Jumping off the cliff in to the pool.

    The French arrived in 1650 and bargained for the island with trinkets and alcohol.  Later the Caribs knew they had been cheated and fought back.  The French hung on and by 1651 surrounded the Caribs to a high cliff on the north coast.    The Caribs chose to jump instead of surrender.

The last Caribbean native indians jumped over the hill to escape the French.


The island is beautiful and the soil is fertile for agriculture. There are several daily markets in which to buy local produce, locally raised organic chickens and pork. The supermarkets also have local items along with imported goods.   After the devastating hurricane “Ivan” in 2004, they started producing dark Chocolate.

Walking around in chocolate beans all day long.

Chocolate fruit

Vickie enjoying chocolate in St. Georges.

There are several buses (mini vans holding about 12-15 people running all through the day. You can wave to them along the street and they will stop for you anywhere, plus the designated bus stops. Along with the driver, each van has a spotter so he can look for people on side streets who may need a ride. Very inexpensive (2.50 ECD) good service and fun to ride  them with the music playing.

Local bus transport

For us, what makes this island very special is the people. Extremely friendly and helpful which one does not always find in a touristy area. Money fell out of Roland pocket twice and both times a person saw it happen and ran after him to give it back. One woman looked for him 20 minutes in the grocery store to return his wallet. As can be the case with other caribbean islands, we have never felt unease or nervous here. It is understandable why so many cruisers return to Grenada again and again.

Roland & Joseph who did find my 100 USD bill.

There is a good cruiser net on VHF 66 every morning full of information on events, special market buses from different anchoring coves, boat repairs, etc.
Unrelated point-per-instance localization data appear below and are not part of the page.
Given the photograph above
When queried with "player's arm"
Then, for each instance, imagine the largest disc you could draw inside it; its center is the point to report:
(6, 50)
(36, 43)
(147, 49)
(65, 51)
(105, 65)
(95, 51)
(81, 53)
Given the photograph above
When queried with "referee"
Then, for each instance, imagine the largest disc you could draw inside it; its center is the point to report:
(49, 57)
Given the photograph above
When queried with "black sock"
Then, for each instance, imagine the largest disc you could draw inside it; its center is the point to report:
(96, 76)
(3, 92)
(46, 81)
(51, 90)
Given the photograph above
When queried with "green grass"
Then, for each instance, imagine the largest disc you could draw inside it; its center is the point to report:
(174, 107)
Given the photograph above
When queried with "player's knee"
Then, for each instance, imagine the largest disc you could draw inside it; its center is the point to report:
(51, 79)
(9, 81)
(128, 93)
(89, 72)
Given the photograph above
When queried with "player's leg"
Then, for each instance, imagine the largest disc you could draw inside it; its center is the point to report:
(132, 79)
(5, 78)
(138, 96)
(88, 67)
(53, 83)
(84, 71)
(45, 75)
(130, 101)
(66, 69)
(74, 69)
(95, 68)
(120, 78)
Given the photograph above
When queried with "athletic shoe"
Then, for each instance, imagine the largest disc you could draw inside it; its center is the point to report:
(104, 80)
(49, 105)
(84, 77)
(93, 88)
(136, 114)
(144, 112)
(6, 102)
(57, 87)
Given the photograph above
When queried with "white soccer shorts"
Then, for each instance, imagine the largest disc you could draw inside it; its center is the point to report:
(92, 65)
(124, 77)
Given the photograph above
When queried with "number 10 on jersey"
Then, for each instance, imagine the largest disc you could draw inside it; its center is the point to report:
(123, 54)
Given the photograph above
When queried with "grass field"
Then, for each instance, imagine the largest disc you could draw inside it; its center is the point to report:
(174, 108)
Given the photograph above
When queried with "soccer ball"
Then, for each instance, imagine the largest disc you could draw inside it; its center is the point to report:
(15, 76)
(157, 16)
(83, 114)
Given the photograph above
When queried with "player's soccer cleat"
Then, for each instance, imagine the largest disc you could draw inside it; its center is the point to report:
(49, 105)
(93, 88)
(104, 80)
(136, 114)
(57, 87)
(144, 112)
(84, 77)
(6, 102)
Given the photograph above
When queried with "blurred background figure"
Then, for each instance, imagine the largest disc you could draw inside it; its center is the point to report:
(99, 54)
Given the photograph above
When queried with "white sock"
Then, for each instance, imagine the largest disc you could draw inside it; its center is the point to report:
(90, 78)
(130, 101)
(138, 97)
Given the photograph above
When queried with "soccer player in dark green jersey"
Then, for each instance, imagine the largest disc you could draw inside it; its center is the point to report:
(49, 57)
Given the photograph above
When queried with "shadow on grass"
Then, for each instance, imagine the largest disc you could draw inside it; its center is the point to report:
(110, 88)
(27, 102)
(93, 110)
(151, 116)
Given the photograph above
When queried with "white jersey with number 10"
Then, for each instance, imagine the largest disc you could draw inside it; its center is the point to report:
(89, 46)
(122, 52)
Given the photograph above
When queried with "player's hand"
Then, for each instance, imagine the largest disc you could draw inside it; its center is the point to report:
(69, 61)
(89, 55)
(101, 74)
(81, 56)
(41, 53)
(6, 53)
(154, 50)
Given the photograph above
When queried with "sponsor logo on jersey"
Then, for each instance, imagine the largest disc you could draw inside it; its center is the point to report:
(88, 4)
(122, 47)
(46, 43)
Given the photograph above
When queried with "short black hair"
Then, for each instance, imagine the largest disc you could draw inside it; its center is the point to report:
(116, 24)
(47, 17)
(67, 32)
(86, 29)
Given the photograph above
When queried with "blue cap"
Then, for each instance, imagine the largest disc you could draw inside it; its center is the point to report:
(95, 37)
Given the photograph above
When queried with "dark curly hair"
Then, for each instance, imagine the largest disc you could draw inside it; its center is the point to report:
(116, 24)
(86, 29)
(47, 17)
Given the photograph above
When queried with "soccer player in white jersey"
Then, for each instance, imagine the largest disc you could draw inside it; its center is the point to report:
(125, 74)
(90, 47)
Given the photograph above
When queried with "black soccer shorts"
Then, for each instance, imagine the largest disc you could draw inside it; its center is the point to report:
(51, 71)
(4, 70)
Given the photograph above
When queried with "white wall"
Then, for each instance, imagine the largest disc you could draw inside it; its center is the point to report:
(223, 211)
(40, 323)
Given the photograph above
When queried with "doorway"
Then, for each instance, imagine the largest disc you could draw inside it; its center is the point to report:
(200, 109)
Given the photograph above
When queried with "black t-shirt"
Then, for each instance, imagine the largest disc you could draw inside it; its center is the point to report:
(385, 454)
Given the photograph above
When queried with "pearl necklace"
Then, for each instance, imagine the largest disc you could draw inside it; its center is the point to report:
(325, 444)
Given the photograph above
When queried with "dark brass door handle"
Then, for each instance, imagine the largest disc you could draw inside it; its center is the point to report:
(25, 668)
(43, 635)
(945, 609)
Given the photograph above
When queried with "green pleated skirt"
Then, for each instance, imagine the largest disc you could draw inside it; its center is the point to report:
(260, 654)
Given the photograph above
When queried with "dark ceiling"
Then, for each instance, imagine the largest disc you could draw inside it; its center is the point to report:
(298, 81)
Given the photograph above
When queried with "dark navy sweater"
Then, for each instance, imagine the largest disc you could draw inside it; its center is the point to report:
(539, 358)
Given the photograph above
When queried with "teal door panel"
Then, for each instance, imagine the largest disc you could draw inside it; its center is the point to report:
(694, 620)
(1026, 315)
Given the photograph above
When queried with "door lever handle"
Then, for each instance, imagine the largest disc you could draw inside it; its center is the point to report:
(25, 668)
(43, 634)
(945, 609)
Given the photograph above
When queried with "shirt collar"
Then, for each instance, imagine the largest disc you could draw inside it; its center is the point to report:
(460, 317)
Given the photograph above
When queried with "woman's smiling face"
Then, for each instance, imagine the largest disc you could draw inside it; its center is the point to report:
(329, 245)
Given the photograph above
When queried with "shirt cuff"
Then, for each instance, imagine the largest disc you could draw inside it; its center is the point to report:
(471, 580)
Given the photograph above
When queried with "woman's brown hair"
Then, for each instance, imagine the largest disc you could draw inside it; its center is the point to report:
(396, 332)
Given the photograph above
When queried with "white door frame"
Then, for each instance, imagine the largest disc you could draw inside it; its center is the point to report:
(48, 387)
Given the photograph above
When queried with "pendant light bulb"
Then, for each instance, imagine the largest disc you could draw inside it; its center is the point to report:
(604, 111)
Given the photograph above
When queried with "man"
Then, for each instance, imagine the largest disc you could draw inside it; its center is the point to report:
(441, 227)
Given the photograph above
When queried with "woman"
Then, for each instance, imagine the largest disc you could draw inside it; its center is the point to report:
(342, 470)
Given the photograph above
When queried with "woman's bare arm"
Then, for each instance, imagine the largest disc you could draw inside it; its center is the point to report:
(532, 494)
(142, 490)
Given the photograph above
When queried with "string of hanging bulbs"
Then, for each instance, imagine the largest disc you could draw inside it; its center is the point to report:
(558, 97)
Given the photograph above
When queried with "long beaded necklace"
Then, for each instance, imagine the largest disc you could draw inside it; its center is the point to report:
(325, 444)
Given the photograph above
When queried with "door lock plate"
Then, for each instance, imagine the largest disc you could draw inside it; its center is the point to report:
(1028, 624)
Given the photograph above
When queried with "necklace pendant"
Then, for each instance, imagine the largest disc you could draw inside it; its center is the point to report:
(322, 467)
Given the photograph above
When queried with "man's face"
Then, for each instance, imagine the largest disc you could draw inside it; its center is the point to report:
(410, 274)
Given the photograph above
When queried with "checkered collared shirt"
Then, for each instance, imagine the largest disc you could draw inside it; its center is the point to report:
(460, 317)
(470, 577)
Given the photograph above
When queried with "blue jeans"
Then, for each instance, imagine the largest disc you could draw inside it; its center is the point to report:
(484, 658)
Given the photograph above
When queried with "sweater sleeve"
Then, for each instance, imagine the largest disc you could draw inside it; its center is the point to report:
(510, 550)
People announce their arrival or departure; a fun news source to listen to in the morning while preparing breakfast and a nice contrast instead of  world news.   We spent most time in Prickly Bay and they have daily events and good wi-fi in the restaurant/bar.

Grenada also produces rum and is the second largest exporter of Nutmeg.

Rum distillery. If not 75 % alcohol it is considered a failure.